Gleichzeitig gibt es in den USA den letzten Widerstand gegen Trumps Politik. Die „50501“-Proteste, die in allen 50 Bundesstaaten stattfanden, sowie die „Hands Off!“-Demonstrationen im April 2025 und Mai 2025, bei denen Millionen Menschen gegen die Politik der Regierung protestierten, zeigen, dass viele Amerikaner nicht bereit sind, diese Entwicklungen hinzunehmen. Sieben Millionen von über 280 Millionen – Dem ist nichts hinzuzufügen, der 14 Juni 2025 steht vor der Tür,
Innerhalb des politischen Systems gibt es Gegenwind: Über 180 Richter haben Teile von Trumps Agenda blockiert, und sogar konservative Juristen beginnen, sich gegen ihn zu stellen, die eigentlichen Heldinnen und Helden der Vereinigten Staaten. Journalisten die sich zusammengeschlossen haben, klagen für die Rechte der deportierten Menschen, eigentlich traurig, während man weiter über die Eierpreise rot im Gesicht wird.
Und Europa? Es erkennt die Gefahr, doch es handelt nicht entschlossen. Die Gegenwehr ist symbolisch, nicht strukturell. Statt sich klar von Trumps Ideologie abzugrenzen, toleriert man – im Namen transatlantischer Partnerschaft – ein Regime, das gegen zentrale Werte der Aufklärung operiert – Denn der Rechtspopulismus frisst nicht zuerst die Linken – er frisst seine Wegbereiter. Die schweigenden, die taktierenden, die abwägenden. Wer heute glaubt, man könne mit Trump-orientierter Politik Wahlen gewinnen und dann zurückrudern, der irrt. Man kann mit ihr gewinnen. Aber nicht zurück. Konsequenz oder Komplizenschaft. Der Rückhalt für Trump ist mehr als ein nationales Phänomen. Er ist das Symptom einer globalen Gleichgültigkeit gegenüber dem Zerfall der Demokratie. Und diese Gleichgültigkeit wird mit jedem Prozentpunkt Zustimmung gefährlicher – nicht nur für die Vereinigten Staaten, sondern für eine Welt, die sich an Amerika orientiert. Noch.

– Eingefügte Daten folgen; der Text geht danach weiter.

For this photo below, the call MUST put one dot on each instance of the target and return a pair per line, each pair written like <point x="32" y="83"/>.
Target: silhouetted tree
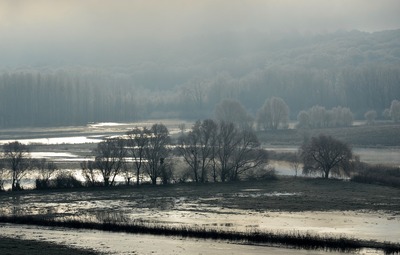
<point x="17" y="159"/>
<point x="273" y="114"/>
<point x="110" y="159"/>
<point x="324" y="154"/>
<point x="237" y="151"/>
<point x="46" y="170"/>
<point x="138" y="140"/>
<point x="2" y="174"/>
<point x="395" y="110"/>
<point x="156" y="151"/>
<point x="89" y="172"/>
<point x="370" y="117"/>
<point x="303" y="119"/>
<point x="197" y="146"/>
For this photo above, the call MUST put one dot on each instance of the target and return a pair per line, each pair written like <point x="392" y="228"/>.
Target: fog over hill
<point x="73" y="62"/>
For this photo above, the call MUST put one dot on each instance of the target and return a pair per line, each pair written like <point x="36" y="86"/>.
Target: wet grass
<point x="310" y="195"/>
<point x="289" y="239"/>
<point x="15" y="246"/>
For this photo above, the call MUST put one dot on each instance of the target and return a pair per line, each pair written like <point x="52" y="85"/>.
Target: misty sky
<point x="40" y="31"/>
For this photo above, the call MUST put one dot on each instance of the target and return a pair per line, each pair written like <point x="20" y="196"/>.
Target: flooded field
<point x="286" y="205"/>
<point x="353" y="211"/>
<point x="120" y="243"/>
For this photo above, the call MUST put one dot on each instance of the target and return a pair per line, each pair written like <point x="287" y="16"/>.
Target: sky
<point x="42" y="29"/>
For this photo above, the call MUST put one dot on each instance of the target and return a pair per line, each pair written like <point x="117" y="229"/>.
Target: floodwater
<point x="121" y="243"/>
<point x="125" y="206"/>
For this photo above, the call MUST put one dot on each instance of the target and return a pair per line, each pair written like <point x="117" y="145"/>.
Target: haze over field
<point x="73" y="62"/>
<point x="46" y="32"/>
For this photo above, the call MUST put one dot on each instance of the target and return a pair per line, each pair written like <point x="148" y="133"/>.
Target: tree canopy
<point x="325" y="155"/>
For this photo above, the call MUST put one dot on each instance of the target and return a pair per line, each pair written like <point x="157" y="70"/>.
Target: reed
<point x="301" y="240"/>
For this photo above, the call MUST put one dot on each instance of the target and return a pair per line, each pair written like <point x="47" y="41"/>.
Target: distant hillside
<point x="187" y="79"/>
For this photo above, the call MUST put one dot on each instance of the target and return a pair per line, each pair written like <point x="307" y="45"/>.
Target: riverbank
<point x="18" y="246"/>
<point x="314" y="207"/>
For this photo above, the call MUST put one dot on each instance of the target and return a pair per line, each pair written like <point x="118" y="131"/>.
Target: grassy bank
<point x="309" y="194"/>
<point x="306" y="195"/>
<point x="14" y="246"/>
<point x="288" y="239"/>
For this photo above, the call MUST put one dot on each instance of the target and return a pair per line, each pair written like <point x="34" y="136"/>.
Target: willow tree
<point x="17" y="160"/>
<point x="110" y="159"/>
<point x="325" y="155"/>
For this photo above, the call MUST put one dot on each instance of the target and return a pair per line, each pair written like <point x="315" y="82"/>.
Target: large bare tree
<point x="156" y="151"/>
<point x="18" y="161"/>
<point x="197" y="148"/>
<point x="110" y="159"/>
<point x="325" y="155"/>
<point x="138" y="140"/>
<point x="237" y="151"/>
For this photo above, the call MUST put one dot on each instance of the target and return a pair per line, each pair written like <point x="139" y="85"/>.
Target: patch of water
<point x="121" y="243"/>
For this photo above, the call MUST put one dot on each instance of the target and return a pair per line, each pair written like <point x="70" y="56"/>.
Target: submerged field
<point x="288" y="204"/>
<point x="285" y="205"/>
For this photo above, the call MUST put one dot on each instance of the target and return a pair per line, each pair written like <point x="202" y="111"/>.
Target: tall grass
<point x="296" y="239"/>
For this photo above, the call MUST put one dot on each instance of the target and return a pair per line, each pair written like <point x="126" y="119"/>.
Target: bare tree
<point x="324" y="154"/>
<point x="370" y="117"/>
<point x="303" y="119"/>
<point x="3" y="173"/>
<point x="296" y="163"/>
<point x="17" y="159"/>
<point x="197" y="146"/>
<point x="89" y="172"/>
<point x="46" y="170"/>
<point x="138" y="140"/>
<point x="248" y="154"/>
<point x="395" y="110"/>
<point x="156" y="151"/>
<point x="273" y="114"/>
<point x="237" y="151"/>
<point x="110" y="159"/>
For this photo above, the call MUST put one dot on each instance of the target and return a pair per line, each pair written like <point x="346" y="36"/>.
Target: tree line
<point x="211" y="151"/>
<point x="77" y="97"/>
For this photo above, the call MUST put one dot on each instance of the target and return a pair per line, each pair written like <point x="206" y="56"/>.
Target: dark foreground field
<point x="14" y="246"/>
<point x="281" y="195"/>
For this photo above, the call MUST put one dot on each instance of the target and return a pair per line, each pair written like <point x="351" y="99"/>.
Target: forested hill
<point x="187" y="78"/>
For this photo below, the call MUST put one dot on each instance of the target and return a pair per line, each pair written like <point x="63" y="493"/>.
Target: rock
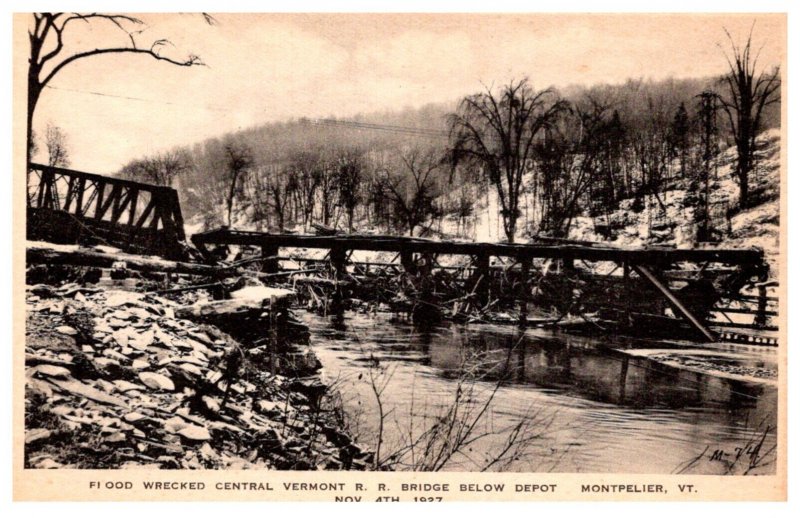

Wenn diese Welt nicht beginnt, sich klar zu positionieren, Konsequenzen zu ziehen, Partnerschaften neu zu denken, dann wird sie eines Morgens erwachen – und feststellen, dass nicht Russland, nicht China, sondern die USA selbst der größte Destabilisator der internationalen Ordnung geworden sind.
Amerika muss die Konsequenzen spüren. Sonst wacht es nicht auf.